The fun part was the previous users of the software systems had been looking for airplanes. And the crop-types were looking at the output of a run and saw Yea Many Acres of Corn, Yea many Acres of Wheat, Yea Many Acres of Soybeans, ... and three airplanes. They went back to these shot-from-space 50 mile by 50 mile images in Impossible Resolution and, yeah - there were three airplanes flying by at different locations and altitudes. The researchers thought it was pretty amusing.
And now we get into the engineering aspects of all this. Digital computers work on steps, one step at a time. (There might be multiple cores, but, still.) They can go ridiculously fast - but it's still one step at a time.
Analog computers (at least, the old, traditional types, which may or may not be electronic) aren't like that. They have continuous inputs and, critically, continuous outputs. Change an input? The output changes nearly immediately. Yeah, there are propagation delays (gear lash on Norden Bombsights, transistor propagation delays with capacitance), but these are
small.
A single cell in a Neural Network is designed to real-time multiply and add up a bunch of inputs, all at once.
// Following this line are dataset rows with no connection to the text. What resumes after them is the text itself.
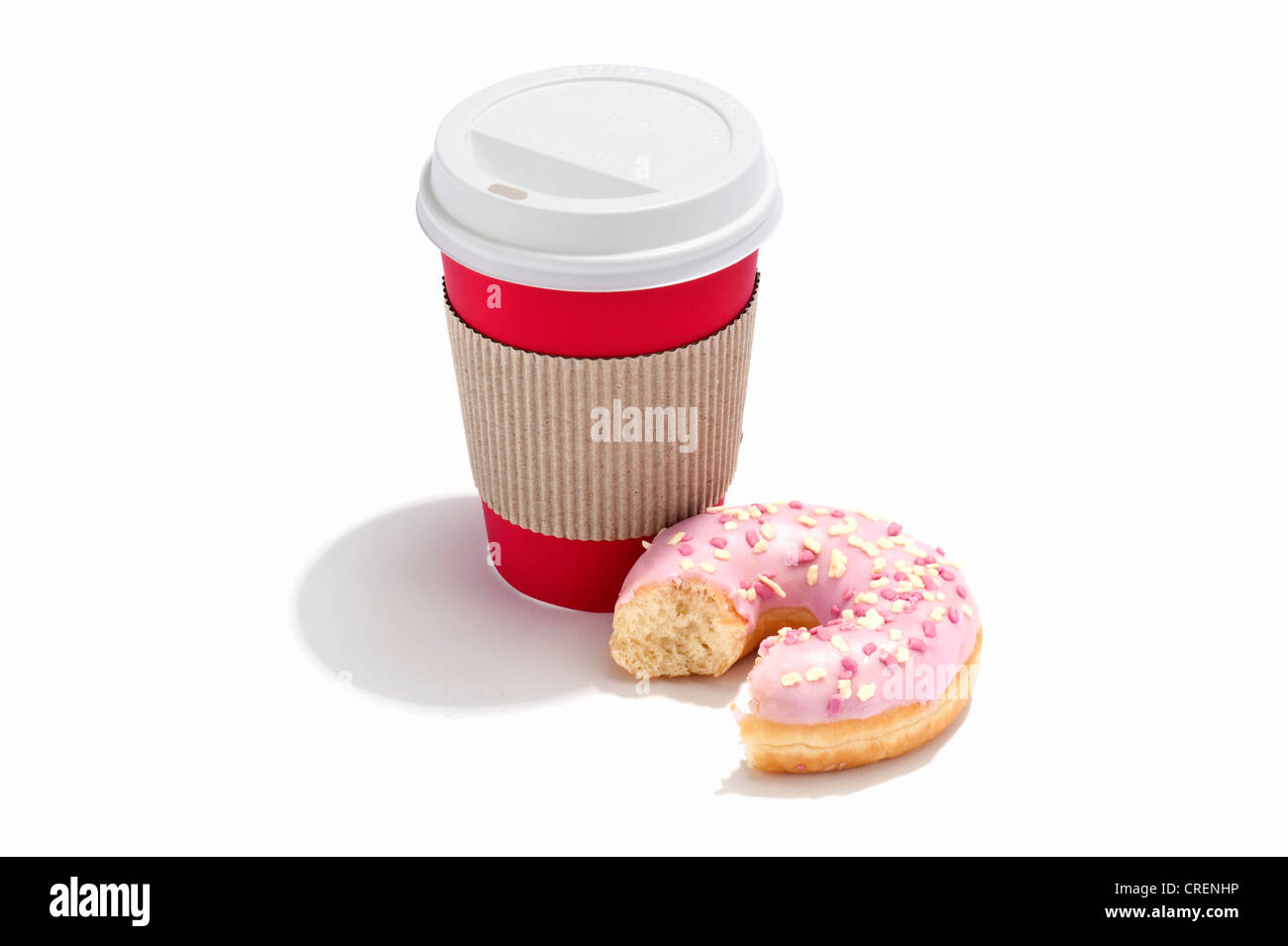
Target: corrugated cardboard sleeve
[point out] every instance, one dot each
(528, 426)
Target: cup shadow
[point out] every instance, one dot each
(748, 782)
(408, 607)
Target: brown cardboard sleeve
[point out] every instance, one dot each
(528, 425)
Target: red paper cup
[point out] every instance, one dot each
(599, 232)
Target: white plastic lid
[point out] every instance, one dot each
(599, 177)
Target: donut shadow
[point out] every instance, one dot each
(713, 692)
(750, 782)
(406, 606)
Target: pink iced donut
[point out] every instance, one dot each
(867, 639)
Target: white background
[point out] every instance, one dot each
(244, 600)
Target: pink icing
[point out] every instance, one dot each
(934, 636)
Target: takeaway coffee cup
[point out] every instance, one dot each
(599, 228)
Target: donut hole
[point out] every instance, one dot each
(777, 618)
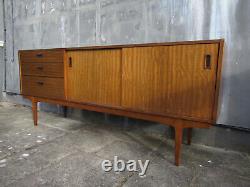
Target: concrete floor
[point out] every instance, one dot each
(67, 152)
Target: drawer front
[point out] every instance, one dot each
(43, 87)
(43, 69)
(54, 56)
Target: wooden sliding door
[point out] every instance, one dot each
(94, 76)
(170, 80)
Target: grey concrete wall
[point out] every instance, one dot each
(1, 49)
(63, 23)
(1, 21)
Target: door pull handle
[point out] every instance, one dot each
(207, 64)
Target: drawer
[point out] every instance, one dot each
(43, 87)
(53, 55)
(43, 69)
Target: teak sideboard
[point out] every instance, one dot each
(175, 83)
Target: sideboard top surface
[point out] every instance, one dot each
(134, 45)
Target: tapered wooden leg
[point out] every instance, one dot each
(178, 142)
(65, 109)
(34, 110)
(189, 135)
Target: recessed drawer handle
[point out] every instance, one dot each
(39, 55)
(40, 83)
(40, 68)
(207, 64)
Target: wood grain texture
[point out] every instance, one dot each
(43, 69)
(170, 80)
(43, 87)
(95, 77)
(48, 56)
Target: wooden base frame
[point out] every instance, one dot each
(178, 124)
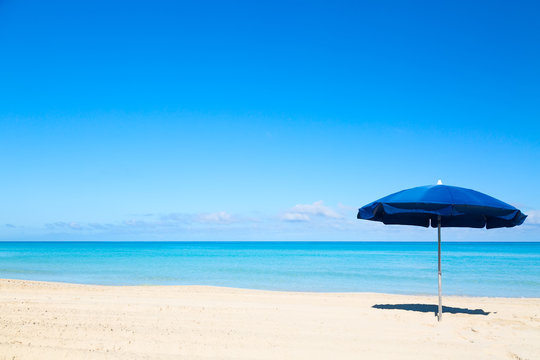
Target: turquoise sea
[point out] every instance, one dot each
(476, 269)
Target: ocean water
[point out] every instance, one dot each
(475, 269)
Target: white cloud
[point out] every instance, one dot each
(220, 217)
(295, 217)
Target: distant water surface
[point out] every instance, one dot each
(477, 269)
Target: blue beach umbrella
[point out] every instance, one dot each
(442, 206)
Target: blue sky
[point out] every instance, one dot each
(261, 120)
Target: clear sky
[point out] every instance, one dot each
(166, 120)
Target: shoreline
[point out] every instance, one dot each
(210, 287)
(50, 320)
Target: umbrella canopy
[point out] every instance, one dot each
(457, 207)
(442, 206)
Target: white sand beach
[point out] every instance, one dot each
(42, 320)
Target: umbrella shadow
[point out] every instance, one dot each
(430, 308)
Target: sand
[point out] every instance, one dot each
(42, 320)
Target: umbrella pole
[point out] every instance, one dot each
(439, 315)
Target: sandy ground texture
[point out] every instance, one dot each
(65, 321)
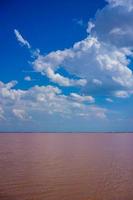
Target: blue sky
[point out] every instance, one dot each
(66, 65)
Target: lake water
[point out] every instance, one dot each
(66, 166)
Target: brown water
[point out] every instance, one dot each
(66, 166)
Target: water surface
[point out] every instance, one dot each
(66, 166)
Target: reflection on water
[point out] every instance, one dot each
(66, 166)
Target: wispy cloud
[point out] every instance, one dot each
(21, 39)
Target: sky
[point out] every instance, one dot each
(66, 66)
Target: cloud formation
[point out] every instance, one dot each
(21, 39)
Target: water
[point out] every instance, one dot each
(66, 166)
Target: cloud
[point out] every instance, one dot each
(1, 114)
(63, 81)
(97, 82)
(109, 100)
(102, 58)
(122, 94)
(20, 114)
(80, 98)
(21, 39)
(48, 100)
(27, 78)
(126, 4)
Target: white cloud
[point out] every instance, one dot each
(63, 81)
(82, 98)
(1, 114)
(109, 100)
(47, 100)
(27, 78)
(90, 27)
(20, 114)
(125, 3)
(122, 94)
(21, 39)
(97, 82)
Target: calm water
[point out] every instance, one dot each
(66, 166)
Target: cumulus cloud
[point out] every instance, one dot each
(99, 64)
(27, 78)
(126, 4)
(102, 58)
(63, 81)
(20, 114)
(80, 98)
(1, 113)
(47, 100)
(109, 100)
(21, 39)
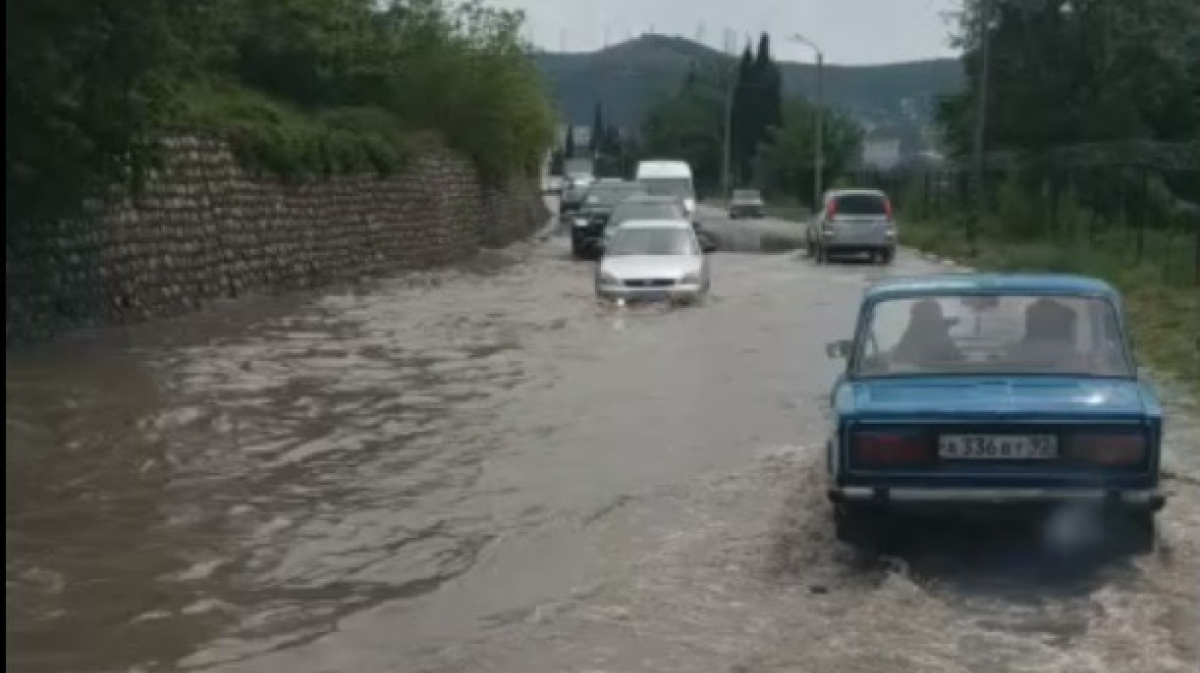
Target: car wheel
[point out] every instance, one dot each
(1132, 532)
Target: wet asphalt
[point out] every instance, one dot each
(484, 469)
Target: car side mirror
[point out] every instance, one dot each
(838, 349)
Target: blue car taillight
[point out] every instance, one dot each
(1108, 449)
(886, 449)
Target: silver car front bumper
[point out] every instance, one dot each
(683, 292)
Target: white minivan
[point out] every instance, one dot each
(669, 178)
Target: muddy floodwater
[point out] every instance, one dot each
(483, 469)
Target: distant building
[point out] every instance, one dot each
(881, 154)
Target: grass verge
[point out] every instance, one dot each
(1161, 298)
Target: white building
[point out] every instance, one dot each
(881, 154)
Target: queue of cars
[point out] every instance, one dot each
(960, 394)
(642, 233)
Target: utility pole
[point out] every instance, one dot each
(981, 126)
(729, 133)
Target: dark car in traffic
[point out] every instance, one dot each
(598, 204)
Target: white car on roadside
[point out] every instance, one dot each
(654, 260)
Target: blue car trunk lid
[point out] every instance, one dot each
(1031, 397)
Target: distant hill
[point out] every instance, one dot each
(895, 98)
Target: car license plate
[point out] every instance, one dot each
(997, 446)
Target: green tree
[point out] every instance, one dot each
(309, 85)
(690, 124)
(786, 158)
(595, 142)
(768, 96)
(745, 116)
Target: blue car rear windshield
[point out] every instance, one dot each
(993, 335)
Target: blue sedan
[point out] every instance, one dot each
(995, 390)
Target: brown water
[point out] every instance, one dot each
(484, 470)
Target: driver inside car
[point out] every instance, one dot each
(927, 340)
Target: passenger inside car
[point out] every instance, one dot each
(1050, 337)
(927, 340)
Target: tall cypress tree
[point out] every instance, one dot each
(768, 97)
(595, 143)
(743, 116)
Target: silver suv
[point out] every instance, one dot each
(853, 222)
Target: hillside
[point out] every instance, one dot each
(627, 77)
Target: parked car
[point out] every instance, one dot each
(552, 184)
(747, 203)
(654, 259)
(1002, 391)
(853, 222)
(588, 223)
(574, 192)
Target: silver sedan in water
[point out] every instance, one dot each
(654, 260)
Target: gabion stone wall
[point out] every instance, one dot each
(203, 228)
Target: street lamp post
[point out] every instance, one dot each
(729, 137)
(819, 142)
(981, 125)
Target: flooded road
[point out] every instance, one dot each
(483, 469)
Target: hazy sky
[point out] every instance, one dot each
(849, 31)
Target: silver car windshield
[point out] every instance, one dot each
(667, 186)
(627, 211)
(610, 196)
(997, 335)
(646, 240)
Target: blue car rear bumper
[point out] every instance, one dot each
(1149, 498)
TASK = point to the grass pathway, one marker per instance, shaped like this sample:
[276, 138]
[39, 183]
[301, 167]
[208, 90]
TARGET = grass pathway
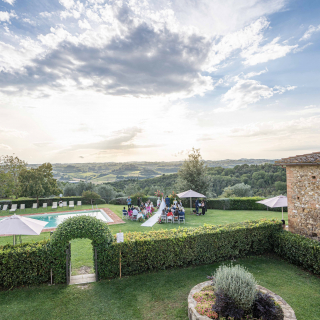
[161, 295]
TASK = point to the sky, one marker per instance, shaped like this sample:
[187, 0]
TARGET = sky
[143, 80]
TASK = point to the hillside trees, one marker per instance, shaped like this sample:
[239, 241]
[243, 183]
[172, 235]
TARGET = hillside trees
[10, 168]
[38, 182]
[193, 174]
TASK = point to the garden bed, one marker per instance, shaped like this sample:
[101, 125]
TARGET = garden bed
[194, 315]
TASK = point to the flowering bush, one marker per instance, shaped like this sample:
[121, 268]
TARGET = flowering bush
[205, 300]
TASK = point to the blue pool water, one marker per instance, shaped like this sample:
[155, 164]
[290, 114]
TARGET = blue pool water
[55, 219]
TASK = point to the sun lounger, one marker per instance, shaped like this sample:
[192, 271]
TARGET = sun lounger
[13, 208]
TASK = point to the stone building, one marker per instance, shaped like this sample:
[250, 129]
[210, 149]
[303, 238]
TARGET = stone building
[303, 192]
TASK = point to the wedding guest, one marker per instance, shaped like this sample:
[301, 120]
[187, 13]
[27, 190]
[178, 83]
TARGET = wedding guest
[135, 213]
[175, 202]
[129, 202]
[203, 207]
[167, 201]
[197, 205]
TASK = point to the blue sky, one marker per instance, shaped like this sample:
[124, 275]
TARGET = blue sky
[96, 80]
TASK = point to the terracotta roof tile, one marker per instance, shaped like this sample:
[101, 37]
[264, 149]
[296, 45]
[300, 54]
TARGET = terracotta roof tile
[305, 159]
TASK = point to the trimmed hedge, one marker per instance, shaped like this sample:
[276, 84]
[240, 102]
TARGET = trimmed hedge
[123, 200]
[248, 203]
[74, 228]
[25, 264]
[298, 250]
[30, 202]
[156, 250]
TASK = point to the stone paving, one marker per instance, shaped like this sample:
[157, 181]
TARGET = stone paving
[194, 315]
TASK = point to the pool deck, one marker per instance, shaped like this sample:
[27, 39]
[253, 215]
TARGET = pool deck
[110, 213]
And an overall NN? It's a massively parallel analog computer that can, for example, look at
all the pixels in an image at the same time and come up Giraffe. Or dog.
There's this phrase: "The right tool for the right job." NNs are Really Good at image recognition and much faster than a digital computer trying to do the same thing. Our brains (which, admittedly, aren't
that close to the NN used in Teslas) have Issues with, say, multiplying 18 digit numbers that a digital computer can handle. But they're pretty blasted good at spotting that Lion in the Weeds.
Now, the people at Tesla are the experts at how to use NNs. If they can shape the problem to be solved to something that can be handled by a NN, the advantage is typically in speed.
And I guess that this is the point: V11 and earlier were using the NNs in the computer to identify objects around the car; C++ code or whatever took these objects and such and synthesized a way of driving the car through the real world. The change with V12 is to take that C++ code and swap it out for a NN approach.. and that's where the speedup kicks in.